KJ: Well, as artists, as I said, the real issue is artists are products of their time. They use the tools that are available for them. If you see someone painting with acrylic, you know it has to be after the late '50s, because acrylic paint wasn't invented until the late 1950s. If you see someone using social media, you know it's probably in the 21st century. Because even if it's available earlier on, the idea of using social media in such pervasive ways really [came] to view recently. So I think artists use the tools that are available.

They give voice to the issues of their times in various ways. And certainly in the “Witness” exhibition, I think one of the important lessons of that show, and of a lot of my work, is that art is not always didactic. It speaks to the time, whether it's figurative or abstract. It speaks to the time in different ways. And it actually makes us more attentive as viewers, as listeners, to be able to really figure out the complex messages that artists are offering us. So we just have to stay tuned and stay tuned in.

VM: Considering digital media, platforms like Tumblr have become a kind of curation space for art and making art more accessible. How does that affect who is recognized as an artist and how?

KJ: For me, the word “curate” is really pervasive right now. The way I'm doing it is not the way people understand it as a Facebook page or as a digital page. For me, curating is also about research and history. I think social media is a great tool. Digital media in general, to reach so many people and to offer different platforms of experience.

But it won't replace, at least for me, actually being in a room, in a space, with objects. Being in a sculpture garden. Being at the Venice Biennale with great shows that somebody has put together. So those are very different things. And I think there's a different kind of historical approach, and research, and just different kinds of needs for curating in real time in the oxygen world, as my partner would say, and digital platforms. Equally important but very, very different.

VM: What advice do you have for aspiring black art historians?

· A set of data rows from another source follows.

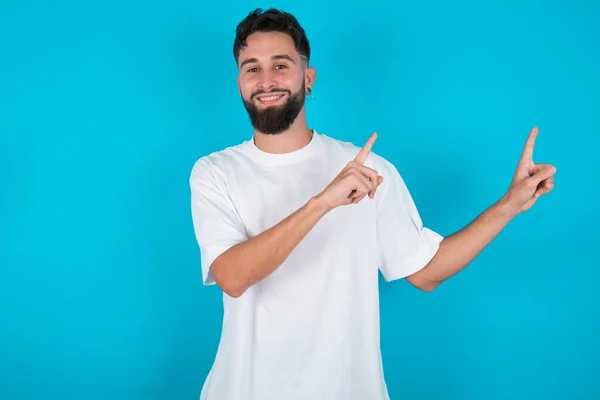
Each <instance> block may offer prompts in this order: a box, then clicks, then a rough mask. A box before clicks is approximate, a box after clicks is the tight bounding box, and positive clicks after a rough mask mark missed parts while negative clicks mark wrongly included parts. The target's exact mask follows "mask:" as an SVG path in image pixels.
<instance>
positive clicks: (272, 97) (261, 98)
mask: <svg viewBox="0 0 600 400" xmlns="http://www.w3.org/2000/svg"><path fill="white" fill-rule="evenodd" d="M281 96H283V95H282V94H278V95H276V96H267V97H259V99H260V101H273V100H275V99H278V98H280V97H281Z"/></svg>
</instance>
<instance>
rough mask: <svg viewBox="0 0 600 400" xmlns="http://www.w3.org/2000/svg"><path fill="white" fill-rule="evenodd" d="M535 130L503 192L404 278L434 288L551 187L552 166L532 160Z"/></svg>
mask: <svg viewBox="0 0 600 400" xmlns="http://www.w3.org/2000/svg"><path fill="white" fill-rule="evenodd" d="M537 134H538V129H537V128H533V129H532V131H531V133H530V134H529V138H528V140H527V143H526V144H525V149H524V151H523V154H522V156H521V159H520V160H519V163H518V165H517V169H516V172H515V175H514V177H513V180H512V182H511V185H510V187H509V189H508V191H507V193H506V194H505V195H504V196H503V197H502V198H501V199H500V200H499V201H498V202H496V203H495V204H494V205H492V206H491V207H490V208H488V209H487V210H485V212H483V213H482V214H481V215H479V216H478V217H477V218H476V219H475V220H474V221H473V222H471V223H470V224H469V225H467V226H466V227H465V228H463V229H461V230H460V231H458V232H456V233H455V234H453V235H450V236H447V237H445V238H444V239H443V240H442V241H441V243H440V246H439V249H438V251H437V252H436V254H435V256H434V257H433V258H432V259H431V261H429V263H427V265H426V266H425V267H423V268H422V269H420V270H419V271H417V272H415V273H413V274H411V275H409V276H407V277H406V280H408V281H409V282H410V283H411V284H412V285H414V286H416V287H418V288H419V289H422V290H424V291H432V290H434V289H435V288H436V287H437V286H438V285H439V284H440V283H441V282H443V281H444V280H446V279H448V278H450V277H451V276H453V275H455V274H457V273H458V272H460V271H461V270H462V269H463V268H465V267H466V266H467V265H468V264H469V263H471V261H473V259H474V258H475V257H476V256H477V255H479V253H480V252H481V251H482V250H483V249H484V248H485V247H486V246H487V245H488V244H489V243H490V242H491V241H492V240H493V239H494V238H495V237H496V236H497V235H498V234H499V233H500V231H502V229H504V227H505V226H506V225H507V224H508V223H509V222H510V221H511V220H512V219H513V218H514V217H515V216H517V215H518V214H520V213H522V212H525V211H527V210H528V209H530V208H531V207H532V206H533V204H535V202H536V201H537V199H538V198H539V197H540V196H542V195H545V194H547V193H549V192H550V191H551V190H552V189H553V188H554V174H555V172H556V168H555V167H553V166H551V165H549V164H535V163H534V162H533V148H534V145H535V140H536V137H537Z"/></svg>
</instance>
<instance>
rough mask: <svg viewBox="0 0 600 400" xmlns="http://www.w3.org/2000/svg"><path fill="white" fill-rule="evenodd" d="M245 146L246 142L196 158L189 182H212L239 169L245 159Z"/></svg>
mask: <svg viewBox="0 0 600 400" xmlns="http://www.w3.org/2000/svg"><path fill="white" fill-rule="evenodd" d="M245 146H246V142H243V143H240V144H238V145H235V146H230V147H227V148H225V149H222V150H218V151H214V152H212V153H209V154H206V155H203V156H201V157H199V158H197V159H196V160H195V161H194V163H193V164H192V168H191V171H190V181H191V182H192V183H193V182H199V181H207V180H208V181H212V180H215V179H216V177H217V176H223V175H225V174H226V172H227V171H228V170H231V169H237V168H239V167H240V165H241V164H242V163H243V162H244V161H243V160H244V159H245V158H246V157H245V153H244V148H245Z"/></svg>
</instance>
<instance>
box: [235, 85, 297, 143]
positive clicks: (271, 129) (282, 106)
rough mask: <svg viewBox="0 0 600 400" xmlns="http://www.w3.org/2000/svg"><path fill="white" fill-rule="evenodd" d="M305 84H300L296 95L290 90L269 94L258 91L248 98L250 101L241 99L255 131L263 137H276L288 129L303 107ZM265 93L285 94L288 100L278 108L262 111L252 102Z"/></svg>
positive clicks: (277, 106)
mask: <svg viewBox="0 0 600 400" xmlns="http://www.w3.org/2000/svg"><path fill="white" fill-rule="evenodd" d="M304 91H305V84H304V82H303V83H302V88H300V90H299V91H298V92H297V93H294V94H292V92H291V91H290V90H286V89H274V90H272V91H270V92H265V91H264V90H259V91H257V92H255V93H253V94H252V95H251V96H250V100H246V99H244V98H243V97H242V101H243V102H244V107H245V108H246V111H247V112H248V115H249V116H250V122H251V123H252V126H253V127H254V129H256V130H257V131H259V132H261V133H263V134H265V135H277V134H279V133H281V132H283V131H285V130H286V129H288V128H289V127H290V126H291V125H292V124H293V123H294V121H295V120H296V117H298V114H299V113H300V110H302V107H303V106H304V97H305V94H304ZM266 93H286V94H287V95H288V98H287V100H286V102H285V103H283V104H281V105H278V106H270V107H266V108H263V109H260V110H259V109H258V107H256V105H255V104H254V102H253V99H254V98H256V97H257V96H258V95H260V94H266Z"/></svg>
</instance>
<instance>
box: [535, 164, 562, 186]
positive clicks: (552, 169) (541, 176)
mask: <svg viewBox="0 0 600 400" xmlns="http://www.w3.org/2000/svg"><path fill="white" fill-rule="evenodd" d="M555 172H556V167H554V166H552V165H548V166H547V167H545V168H542V169H541V170H539V171H538V172H537V173H535V174H534V175H532V176H531V177H529V179H530V180H532V181H533V182H534V183H535V184H536V186H537V185H538V184H540V183H541V182H542V181H544V180H546V179H548V178H550V177H551V176H552V175H554V173H555Z"/></svg>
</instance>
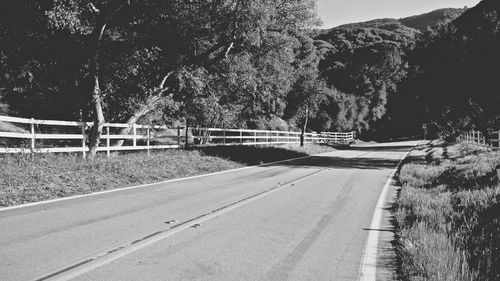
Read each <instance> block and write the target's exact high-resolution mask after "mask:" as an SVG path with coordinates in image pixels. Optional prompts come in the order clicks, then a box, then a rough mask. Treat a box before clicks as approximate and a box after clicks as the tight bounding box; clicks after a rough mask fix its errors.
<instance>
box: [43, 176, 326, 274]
mask: <svg viewBox="0 0 500 281" xmlns="http://www.w3.org/2000/svg"><path fill="white" fill-rule="evenodd" d="M327 170H329V168H323V169H320V170H318V171H315V172H313V173H311V174H308V175H305V176H302V177H300V178H298V179H295V180H292V181H290V182H287V183H283V184H281V185H278V186H275V187H273V188H270V189H268V190H265V191H263V192H260V193H257V194H254V195H251V196H249V197H246V198H244V199H241V200H239V201H236V202H233V203H231V204H228V205H226V206H224V207H221V208H218V209H215V210H213V211H211V212H209V213H206V214H203V215H200V216H198V217H196V218H193V219H189V220H187V221H184V222H181V223H180V224H178V225H174V226H172V227H170V228H168V229H165V230H163V231H158V232H155V233H153V234H151V235H148V236H146V237H144V238H141V239H138V240H136V241H134V242H131V243H128V244H124V245H122V246H119V247H117V248H114V249H112V250H109V251H106V252H103V253H101V254H98V255H96V256H94V257H91V258H89V259H86V260H84V261H81V262H79V263H76V264H74V265H72V266H70V267H67V268H64V269H61V270H59V271H57V272H54V273H52V274H50V275H46V276H45V277H41V278H39V279H36V280H37V281H42V280H53V281H54V280H70V279H73V278H76V277H78V276H80V275H82V274H85V273H87V272H89V271H92V270H94V269H96V268H99V267H101V266H103V265H106V264H108V263H110V262H113V261H115V260H117V259H119V258H122V257H124V256H126V255H128V254H131V253H133V252H135V251H138V250H140V249H143V248H145V247H147V246H149V245H151V244H154V243H156V242H159V241H161V240H164V239H166V238H168V237H170V236H172V235H174V234H176V233H178V232H181V231H183V230H186V229H188V228H190V227H192V226H193V225H196V224H201V223H202V222H205V221H208V220H210V219H213V218H215V217H218V216H220V215H222V214H225V213H227V212H230V211H232V210H234V209H237V208H240V207H242V206H245V205H247V204H249V203H251V202H254V201H256V200H259V199H261V198H263V197H265V196H268V195H270V194H272V193H275V192H277V191H280V190H282V189H283V188H286V187H289V186H293V185H294V184H295V183H297V182H301V181H303V180H305V179H308V178H310V177H313V176H315V175H317V174H319V173H321V172H324V171H327Z"/></svg>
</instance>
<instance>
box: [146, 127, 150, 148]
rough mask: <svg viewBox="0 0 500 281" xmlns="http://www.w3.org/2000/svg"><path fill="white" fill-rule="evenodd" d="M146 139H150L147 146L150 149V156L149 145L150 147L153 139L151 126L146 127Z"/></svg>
mask: <svg viewBox="0 0 500 281" xmlns="http://www.w3.org/2000/svg"><path fill="white" fill-rule="evenodd" d="M146 137H147V138H148V139H147V140H146V146H147V148H148V155H149V145H150V138H151V128H150V125H148V126H147V127H146Z"/></svg>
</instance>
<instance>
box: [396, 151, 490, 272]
mask: <svg viewBox="0 0 500 281" xmlns="http://www.w3.org/2000/svg"><path fill="white" fill-rule="evenodd" d="M498 164H500V152H494V151H491V150H490V149H487V148H484V147H479V146H475V145H472V144H464V143H458V144H454V145H450V146H447V145H444V144H438V143H435V142H434V144H431V145H429V146H422V147H420V148H419V149H417V150H414V151H413V152H412V153H411V155H410V157H409V158H408V159H407V163H406V164H405V165H404V166H403V167H402V169H401V172H400V176H399V179H400V182H401V184H402V189H401V193H400V195H399V198H398V201H397V203H396V208H395V216H394V223H395V225H396V234H397V235H396V246H397V247H396V249H397V253H398V259H399V263H400V272H399V273H400V277H401V279H402V280H436V281H437V280H439V281H443V280H450V281H451V280H500V267H499V266H498V265H499V264H500V184H499V180H498V177H497V174H496V171H495V167H496V166H497V165H498Z"/></svg>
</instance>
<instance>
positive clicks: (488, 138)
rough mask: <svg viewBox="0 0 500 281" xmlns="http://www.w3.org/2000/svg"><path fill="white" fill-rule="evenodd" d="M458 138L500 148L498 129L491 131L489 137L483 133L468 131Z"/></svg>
mask: <svg viewBox="0 0 500 281" xmlns="http://www.w3.org/2000/svg"><path fill="white" fill-rule="evenodd" d="M460 139H461V140H462V141H465V142H469V143H476V144H480V145H487V146H491V147H493V148H500V131H496V132H492V133H491V134H490V138H488V139H487V138H486V137H485V136H484V135H483V133H481V132H477V131H470V132H467V133H464V134H462V135H461V136H460Z"/></svg>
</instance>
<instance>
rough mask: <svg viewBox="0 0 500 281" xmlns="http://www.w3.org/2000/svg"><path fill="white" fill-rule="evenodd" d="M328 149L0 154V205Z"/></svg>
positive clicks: (85, 193)
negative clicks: (97, 153)
mask: <svg viewBox="0 0 500 281" xmlns="http://www.w3.org/2000/svg"><path fill="white" fill-rule="evenodd" d="M331 150H333V148H332V147H330V146H326V145H316V144H308V145H306V146H304V147H298V146H292V145H286V146H268V147H244V146H238V147H210V148H203V149H193V150H165V151H159V152H152V153H151V155H149V156H148V155H147V154H146V153H142V152H141V153H127V154H115V155H114V156H113V157H110V158H106V157H105V156H104V155H98V157H96V158H95V159H82V158H81V155H77V154H37V155H34V157H32V156H31V155H29V154H27V155H19V154H18V155H2V156H0V166H1V167H2V169H1V170H0V207H5V206H13V205H19V204H24V203H29V202H37V201H43V200H48V199H54V198H60V197H67V196H71V195H78V194H86V193H91V192H96V191H103V190H109V189H115V188H120V187H127V186H132V185H139V184H147V183H155V182H160V181H165V180H169V179H175V178H182V177H187V176H193V175H200V174H206V173H212V172H217V171H223V170H228V169H233V168H239V167H243V166H245V165H255V164H261V163H268V162H273V161H279V160H284V159H290V158H295V157H302V156H307V155H313V154H318V153H322V152H327V151H331Z"/></svg>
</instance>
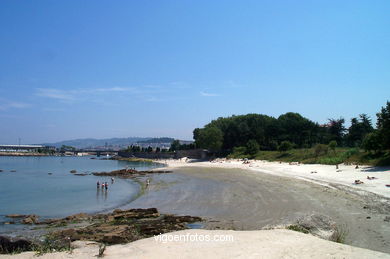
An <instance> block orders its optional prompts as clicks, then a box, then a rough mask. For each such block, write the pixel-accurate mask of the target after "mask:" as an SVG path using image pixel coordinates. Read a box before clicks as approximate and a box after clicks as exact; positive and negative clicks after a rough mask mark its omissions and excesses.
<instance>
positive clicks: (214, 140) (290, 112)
mask: <svg viewBox="0 0 390 259" xmlns="http://www.w3.org/2000/svg"><path fill="white" fill-rule="evenodd" d="M344 124H345V120H344V119H343V118H339V119H329V120H328V123H327V124H323V125H320V124H318V123H316V122H313V121H311V120H309V119H307V118H305V117H303V116H301V115H300V114H299V113H292V112H289V113H286V114H283V115H280V116H279V117H278V118H274V117H271V116H267V115H263V114H247V115H240V116H231V117H227V118H222V117H221V118H218V119H216V120H213V121H211V122H210V123H209V124H207V125H206V126H205V127H204V128H196V129H195V130H194V132H193V133H194V139H195V146H196V147H198V148H206V149H209V150H212V151H227V152H231V151H232V150H233V149H234V148H235V147H247V148H248V149H252V150H255V149H256V148H258V149H261V150H277V149H280V148H285V147H284V146H286V145H289V144H288V143H290V144H291V145H292V147H294V148H310V147H312V146H314V145H316V144H329V143H330V142H332V143H333V144H332V145H334V143H336V145H337V146H349V147H360V146H362V147H364V148H366V149H367V150H375V151H378V150H385V149H390V143H389V141H390V102H387V104H386V106H385V107H383V108H382V109H381V111H380V112H379V113H378V114H377V125H376V126H377V128H376V129H374V127H373V125H372V121H371V119H370V117H369V116H368V115H366V114H360V115H359V117H357V118H352V119H351V126H350V127H349V128H348V129H347V128H346V127H345V125H344Z"/></svg>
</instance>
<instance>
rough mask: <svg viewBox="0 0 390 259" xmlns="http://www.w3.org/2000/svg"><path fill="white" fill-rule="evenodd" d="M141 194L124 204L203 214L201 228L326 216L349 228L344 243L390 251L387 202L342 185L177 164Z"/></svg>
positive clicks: (274, 175)
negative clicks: (327, 183)
mask: <svg viewBox="0 0 390 259" xmlns="http://www.w3.org/2000/svg"><path fill="white" fill-rule="evenodd" d="M148 188H149V190H147V192H146V193H145V195H143V196H141V197H140V198H139V199H137V200H135V201H134V202H132V203H131V204H130V205H129V206H128V207H132V208H149V207H156V208H158V209H159V210H160V211H161V212H162V213H176V214H185V215H192V216H200V217H204V218H207V219H208V221H207V222H206V223H205V226H204V227H205V228H206V229H234V230H259V229H262V228H264V227H266V226H270V225H281V224H291V223H294V222H295V221H296V219H297V218H299V217H302V216H305V215H311V214H316V215H324V216H328V217H330V218H331V219H332V220H333V221H335V222H336V223H337V225H338V226H340V227H342V228H343V229H345V230H347V231H348V235H347V237H346V240H345V243H346V244H349V245H353V246H357V247H362V248H368V249H372V250H376V251H381V252H386V253H390V222H388V221H385V220H384V219H385V218H386V216H389V215H390V208H389V206H388V204H389V203H388V202H389V201H388V200H386V199H385V198H384V197H381V196H377V195H375V194H370V193H366V194H365V195H358V194H356V192H350V191H348V190H347V189H345V188H344V187H343V186H338V185H336V184H334V185H333V186H321V185H318V184H314V183H310V182H307V181H302V180H298V179H293V178H287V177H282V176H275V175H269V174H262V173H258V172H253V171H249V170H242V169H226V168H224V169H221V168H205V167H202V168H200V167H199V168H198V167H188V168H176V169H174V173H172V174H170V175H161V176H153V177H152V181H151V185H150V186H149V187H148Z"/></svg>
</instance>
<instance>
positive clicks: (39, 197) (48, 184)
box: [0, 156, 161, 228]
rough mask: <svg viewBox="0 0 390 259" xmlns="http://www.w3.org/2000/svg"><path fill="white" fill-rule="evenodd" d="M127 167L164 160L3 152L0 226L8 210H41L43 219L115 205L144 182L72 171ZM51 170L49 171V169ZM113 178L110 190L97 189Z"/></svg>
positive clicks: (0, 203) (1, 156) (0, 168)
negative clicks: (48, 156)
mask: <svg viewBox="0 0 390 259" xmlns="http://www.w3.org/2000/svg"><path fill="white" fill-rule="evenodd" d="M126 166H128V167H129V168H136V169H137V170H147V169H151V168H155V167H159V166H161V165H158V164H150V163H139V162H136V163H135V162H127V161H117V160H100V159H99V158H96V159H91V157H2V156H0V170H2V172H0V228H1V225H2V224H1V223H2V222H4V221H9V219H6V218H4V215H6V214H37V215H39V216H41V217H44V218H53V217H63V216H67V215H70V214H74V213H79V212H86V213H94V212H100V211H105V210H110V209H112V208H115V207H117V206H119V205H123V204H126V203H128V202H130V201H131V200H132V199H134V197H136V195H137V193H138V191H139V188H140V187H139V185H138V184H137V183H136V182H134V181H132V180H128V179H126V180H124V179H115V182H114V184H111V180H110V177H98V176H93V175H87V176H76V175H73V174H71V173H70V171H71V170H77V172H78V173H91V172H103V171H112V170H116V169H122V168H125V167H126ZM49 173H50V174H49ZM97 181H104V182H108V183H109V189H108V191H107V192H106V191H102V190H101V189H97V188H96V182H97Z"/></svg>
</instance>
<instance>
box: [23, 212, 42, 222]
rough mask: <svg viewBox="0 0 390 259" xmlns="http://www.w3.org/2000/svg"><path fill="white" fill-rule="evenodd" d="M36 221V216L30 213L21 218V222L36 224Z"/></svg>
mask: <svg viewBox="0 0 390 259" xmlns="http://www.w3.org/2000/svg"><path fill="white" fill-rule="evenodd" d="M37 222H38V216H37V215H34V214H31V215H27V216H26V217H25V218H24V219H22V223H23V224H36V223H37Z"/></svg>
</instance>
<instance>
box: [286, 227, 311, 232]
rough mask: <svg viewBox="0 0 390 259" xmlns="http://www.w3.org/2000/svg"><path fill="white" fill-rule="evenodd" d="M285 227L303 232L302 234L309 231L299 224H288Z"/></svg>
mask: <svg viewBox="0 0 390 259" xmlns="http://www.w3.org/2000/svg"><path fill="white" fill-rule="evenodd" d="M286 229H289V230H293V231H297V232H301V233H304V234H308V233H309V230H307V229H306V228H304V227H302V226H300V225H289V226H287V227H286Z"/></svg>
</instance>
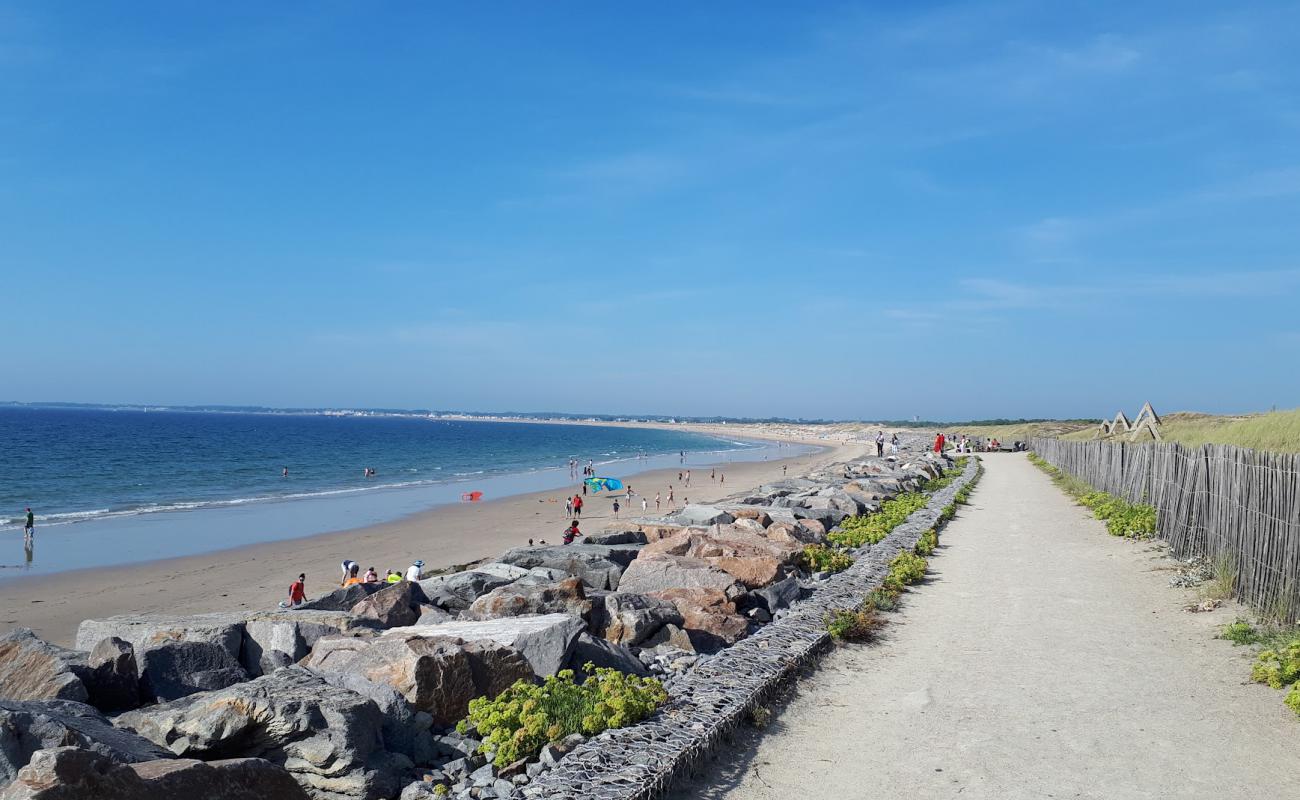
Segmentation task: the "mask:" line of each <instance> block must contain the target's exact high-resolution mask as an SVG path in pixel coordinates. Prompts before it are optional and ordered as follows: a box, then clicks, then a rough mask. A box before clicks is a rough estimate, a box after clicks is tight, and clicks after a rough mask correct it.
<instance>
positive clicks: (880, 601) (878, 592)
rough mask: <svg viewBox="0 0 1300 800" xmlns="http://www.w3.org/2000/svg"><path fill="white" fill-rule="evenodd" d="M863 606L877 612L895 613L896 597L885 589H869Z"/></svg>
mask: <svg viewBox="0 0 1300 800" xmlns="http://www.w3.org/2000/svg"><path fill="white" fill-rule="evenodd" d="M863 605H870V606H871V607H872V609H875V610H878V611H897V610H898V596H897V594H893V593H891V592H887V591H885V589H871V592H870V593H868V594H867V598H866V600H865V601H863Z"/></svg>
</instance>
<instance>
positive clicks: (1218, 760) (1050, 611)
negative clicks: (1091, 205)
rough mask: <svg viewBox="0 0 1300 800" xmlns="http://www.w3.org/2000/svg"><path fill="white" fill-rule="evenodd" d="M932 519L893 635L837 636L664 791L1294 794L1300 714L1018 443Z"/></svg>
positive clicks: (768, 797)
mask: <svg viewBox="0 0 1300 800" xmlns="http://www.w3.org/2000/svg"><path fill="white" fill-rule="evenodd" d="M984 463H985V467H987V472H985V475H984V479H983V480H982V483H980V484H979V487H978V488H976V490H975V494H974V496H972V498H971V502H972V505H971V506H969V507H966V509H963V510H962V511H961V513H959V514H958V516H957V519H956V520H953V523H950V524H949V527H948V528H946V529H945V532H944V539H943V544H941V548H940V550H939V552H937V553H936V557H935V558H933V559H932V561H931V566H932V578H931V579H930V580H928V581H927V583H926V584H924V585H920V587H918V588H915V589H914V591H913V592H911V593H909V596H907V604H906V607H905V609H904V611H902V613H900V614H897V615H894V617H893V619H894V620H896V624H892V626H891V627H889V628H888V632H887V636H885V639H884V640H883V641H881V643H879V644H876V645H871V647H861V645H849V647H841V648H837V649H836V652H835V653H833V654H831V656H829V657H827V660H826V661H824V662H823V663H822V666H820V667H819V669H818V670H816V671H815V673H814V674H813V675H811V676H809V678H807V679H805V680H802V682H801V683H800V684H798V689H797V691H796V693H794V696H792V697H790V699H789V702H788V704H787V705H785V706H784V708H783V709H779V710H777V713H776V715H775V718H774V722H772V725H771V726H770V727H768V728H767V731H764V732H763V734H762V735H759V734H757V732H742V734H740V735H738V738H737V741H736V747H735V748H733V749H731V751H728V752H727V753H724V754H722V756H720V757H719V760H718V761H716V762H712V764H710V765H708V766H707V767H706V771H707V773H708V774H706V775H703V777H701V779H699V780H697V782H695V783H693V784H690V786H685V787H681V790H680V791H679V792H676V795H675V796H676V797H680V799H685V797H715V799H716V797H727V799H731V800H788V799H789V797H819V799H824V800H837V799H853V797H962V799H980V797H991V799H992V797H997V799H1009V797H1024V799H1035V800H1037V799H1041V797H1096V799H1099V800H1100V799H1105V800H1117V799H1127V797H1143V799H1147V797H1170V799H1174V797H1178V799H1203V797H1204V799H1216V800H1218V799H1235V797H1242V799H1245V797H1261V796H1270V797H1300V719H1296V717H1295V714H1292V713H1291V712H1290V710H1288V709H1287V708H1286V706H1284V705H1282V693H1281V692H1277V691H1274V689H1270V688H1268V687H1262V686H1257V684H1251V683H1247V678H1248V673H1249V667H1248V665H1249V661H1248V658H1249V654H1248V653H1247V652H1245V649H1244V648H1234V647H1232V645H1231V644H1230V643H1226V641H1222V640H1217V639H1214V637H1213V636H1214V632H1216V630H1217V627H1218V626H1221V624H1223V623H1226V622H1231V619H1232V617H1234V611H1232V610H1231V609H1227V610H1222V609H1221V610H1218V611H1214V613H1210V614H1188V613H1187V611H1183V610H1182V607H1183V605H1186V604H1187V602H1190V601H1191V597H1192V593H1191V592H1188V591H1178V589H1170V588H1169V585H1167V580H1169V578H1170V572H1169V571H1167V570H1169V563H1170V562H1169V561H1167V559H1165V558H1162V557H1161V553H1160V550H1158V549H1156V548H1153V546H1152V545H1151V544H1134V542H1127V541H1121V540H1115V539H1113V537H1110V536H1108V535H1106V533H1105V528H1104V527H1102V526H1101V523H1099V522H1097V520H1095V519H1092V516H1091V515H1089V514H1088V513H1087V511H1086V510H1084V509H1082V507H1079V506H1075V505H1074V503H1071V502H1070V500H1069V498H1066V497H1065V496H1063V494H1062V493H1061V492H1060V490H1058V489H1057V488H1056V487H1053V485H1052V483H1050V481H1049V480H1048V479H1047V477H1045V476H1044V475H1043V473H1041V472H1039V471H1037V470H1036V468H1034V466H1032V464H1030V463H1028V462H1027V460H1026V459H1024V457H1023V455H1021V454H995V455H988V457H985V459H984Z"/></svg>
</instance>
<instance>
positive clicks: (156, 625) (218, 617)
mask: <svg viewBox="0 0 1300 800" xmlns="http://www.w3.org/2000/svg"><path fill="white" fill-rule="evenodd" d="M243 628H244V619H243V615H240V614H226V613H222V614H192V615H188V617H177V615H172V614H121V615H118V617H107V618H104V619H86V620H83V622H82V623H81V626H78V628H77V649H78V650H90V649H91V648H94V647H95V645H96V644H99V643H100V641H101V640H104V639H108V637H109V636H117V637H118V639H121V640H122V641H127V643H130V644H131V648H133V649H134V650H135V660H136V663H139V662H142V661H143V656H144V653H146V652H147V650H149V649H151V648H155V647H159V645H162V644H168V643H173V641H203V643H208V644H214V645H217V647H220V648H221V649H224V650H225V652H226V653H229V654H230V657H231V658H235V660H238V658H239V649H240V647H242V645H243ZM140 669H142V670H143V665H140Z"/></svg>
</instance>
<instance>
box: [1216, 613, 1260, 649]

KJ: I would just say be a voice for your time. Be a voice for the issues of your time, the creativity of your time. One of the great things, as a teacher, that I get to do is when I actually have artists — visual artists or performance artists — that take a class with art historians, to really have them interact. And I always have the artists present their work, because that is a cohort. That is the generation.

When I started working with people like Lorna Simpson, Glenn Ligon, Gary Simmons, Whitfield Lovell, these were people of my generation. And they're still, for me, Lorna Simpson is one of the great artists, because I just feel like [I] connect with her voice and her vision, her method, so much. It's just a part of my being. And that's because she's a part of my generation. And I think to have the opportunity to give voice to your time period is really an honor, and it's going to be a lot of fun.

VM: Last but not least, what are you planning to do next with the fellowship?

KJ: Well, I think the fellowship challenges me to take more risks and think bigger and to think collaboratively. So I'm really looking forward to that.